In conclusion, we have presented a generalizable, scalable, and efficient computational approach that does not require expert knowledge to automatically find microstructured composites with optimal trade-offs between stiffness and toughness. We integrate three distinct evaluation methods—experimental measurement, numerical simulation, and machine learning inference—in a data-driven proposal-validation framework. The essence of our approach is a nested-loop workflow that improves the sample efficiency of slow, accurate evaluators by harnessing fast, approximate evaluators as surrogate models and progressively improving their accuracy. Our pipeline achieves superior sample efficiency when discovering the simulation Pareto front, running an order of magnitude fewer simulations than other state-of-the-art structural optimization algorithms. With a data-driven self-learning simulator, we find the experimental Pareto front of Young’s modulus and toughness using only a few dozen physical measurements. Furthermore, our automated strategy is able to identify prevailing toughening mechanisms that were initially found by field experts based on intuition or biomimicry and through experimental trial and error. This is an inversion of traditional composite design approaches since toughening mechanisms stem from Pareto-optimal designs. Our pipeline circumvents the time-consuming, labor-intensive development of advanced simulation models and eliminates the need for any prerequisite knowledge of toughness enhancement. Therefore, our pipeline is readily applicable to various trade-off problems well beyond the field of solid mechanics, especially where simulation struggles to match reality, such as polymer chemistry (43), computational biology (44, 45), fluid dynamics (46, 47), meteorology (48, 49), and robotics (50).

MATERIALS AND METHODS

Specimen manufacturing

All homogeneous and microstructured composites were manufactured on a Stratasys Object 260 Connex multimaterial 3D printer with a nominal resolution of 300, 600, and 800 dpi in x, y, and z directions, respectively. VeroWhitePlus (VW+) and TangoBlackPlus (TB+), two acrylic-based photopolymers, were used as base materials. The model orientation is visualized by the coordinate axes in fig. S2. Specifically, microstructure patterns are located on the x-y plane and sweep along the z direction, where the longest dimension of the model aligns with the y direction. Regarding the scale of printed specimens, each pixel in a microstructure pattern is calculated to be a 260 μm², a reasonable approximation to the least common multiple of the droplet dimensions in x and y directions.

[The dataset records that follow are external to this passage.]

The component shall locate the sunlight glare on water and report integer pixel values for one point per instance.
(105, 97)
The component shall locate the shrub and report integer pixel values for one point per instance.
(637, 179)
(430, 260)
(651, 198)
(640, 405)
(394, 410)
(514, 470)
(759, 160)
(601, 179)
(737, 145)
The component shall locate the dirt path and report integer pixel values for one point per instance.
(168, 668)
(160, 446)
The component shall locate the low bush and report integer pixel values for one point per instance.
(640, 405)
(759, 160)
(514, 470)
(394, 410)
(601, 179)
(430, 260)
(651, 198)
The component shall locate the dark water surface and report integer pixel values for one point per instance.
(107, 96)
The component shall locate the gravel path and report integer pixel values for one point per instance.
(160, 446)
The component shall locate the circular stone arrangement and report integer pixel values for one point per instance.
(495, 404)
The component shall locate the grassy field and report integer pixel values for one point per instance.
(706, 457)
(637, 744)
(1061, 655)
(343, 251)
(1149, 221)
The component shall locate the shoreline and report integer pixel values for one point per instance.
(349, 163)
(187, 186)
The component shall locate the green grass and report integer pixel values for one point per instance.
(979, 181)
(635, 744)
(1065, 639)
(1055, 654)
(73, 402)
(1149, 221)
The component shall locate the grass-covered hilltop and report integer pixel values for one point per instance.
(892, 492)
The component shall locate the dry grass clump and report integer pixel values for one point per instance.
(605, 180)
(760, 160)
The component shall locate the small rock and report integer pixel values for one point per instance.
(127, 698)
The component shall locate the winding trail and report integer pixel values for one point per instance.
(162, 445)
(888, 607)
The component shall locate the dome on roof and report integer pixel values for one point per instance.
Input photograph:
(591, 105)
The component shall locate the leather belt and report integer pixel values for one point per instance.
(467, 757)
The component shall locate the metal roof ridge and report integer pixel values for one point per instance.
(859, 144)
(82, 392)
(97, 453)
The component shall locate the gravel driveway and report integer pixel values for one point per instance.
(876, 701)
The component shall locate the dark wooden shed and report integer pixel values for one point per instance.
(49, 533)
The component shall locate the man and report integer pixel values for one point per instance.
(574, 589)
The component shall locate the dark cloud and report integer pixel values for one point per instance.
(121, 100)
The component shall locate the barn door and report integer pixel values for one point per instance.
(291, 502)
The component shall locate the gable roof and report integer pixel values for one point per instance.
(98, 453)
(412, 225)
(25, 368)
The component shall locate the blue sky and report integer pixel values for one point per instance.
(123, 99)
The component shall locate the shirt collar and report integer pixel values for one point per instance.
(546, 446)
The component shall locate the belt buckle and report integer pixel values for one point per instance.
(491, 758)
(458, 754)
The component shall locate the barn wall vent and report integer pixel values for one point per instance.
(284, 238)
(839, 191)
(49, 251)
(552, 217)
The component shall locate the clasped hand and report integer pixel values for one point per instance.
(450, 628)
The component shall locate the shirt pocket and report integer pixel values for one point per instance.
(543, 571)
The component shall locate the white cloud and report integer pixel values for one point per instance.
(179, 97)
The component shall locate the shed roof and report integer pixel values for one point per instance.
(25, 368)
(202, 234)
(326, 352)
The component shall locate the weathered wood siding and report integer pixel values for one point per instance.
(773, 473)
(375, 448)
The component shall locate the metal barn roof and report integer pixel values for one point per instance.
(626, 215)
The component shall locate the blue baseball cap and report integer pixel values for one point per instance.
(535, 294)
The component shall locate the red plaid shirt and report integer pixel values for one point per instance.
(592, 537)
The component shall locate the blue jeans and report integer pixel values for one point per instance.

To enable droplet-level control, we used a voxel printing approach supported by the printer. In the voxel printing mode, droplet configurations were precomputed locally and sent to the printer in real-time. This allows for printing homogeneous composites mixed with base materials at a given ratio. For any volume fraction of the rigid base material, denoted by ϕ a printing model was created by probabilistically assigning base materials to droplets, where each droplet was assigned with the rigid material at a probability of ϕ. Because the base materials are miscible, homogeneous composites were printed by mixing the droplets on the fly. Homogeneous composite materials with ϕ = 0.5, 0.6, 0.65, 0.7, 0.75, 0.8, 0.85, and 0.9 were printed as benchmarks.

Physical measurement

For Young’s modulus measurements, all testing specimens were printed following the dimensions recommended in ASTM D638. For toughness measurements, as there is no standard reference for heterogeneous composites, we devised our specimens shown in fig. S2. The dimensions of a toughness specimen are 104 mm by 52 by 3.2 mm. A notch with a length of 10.4 mm was printed, equivalent to 20% of the specimen’s width. After that, a triangle cut was added using a milling machine at a depth of 7.8 mm, which is 15% of the specimen’s width. The length of the gripper area on either side is 25 mm, leaving a 54-mm gauge area in the middle.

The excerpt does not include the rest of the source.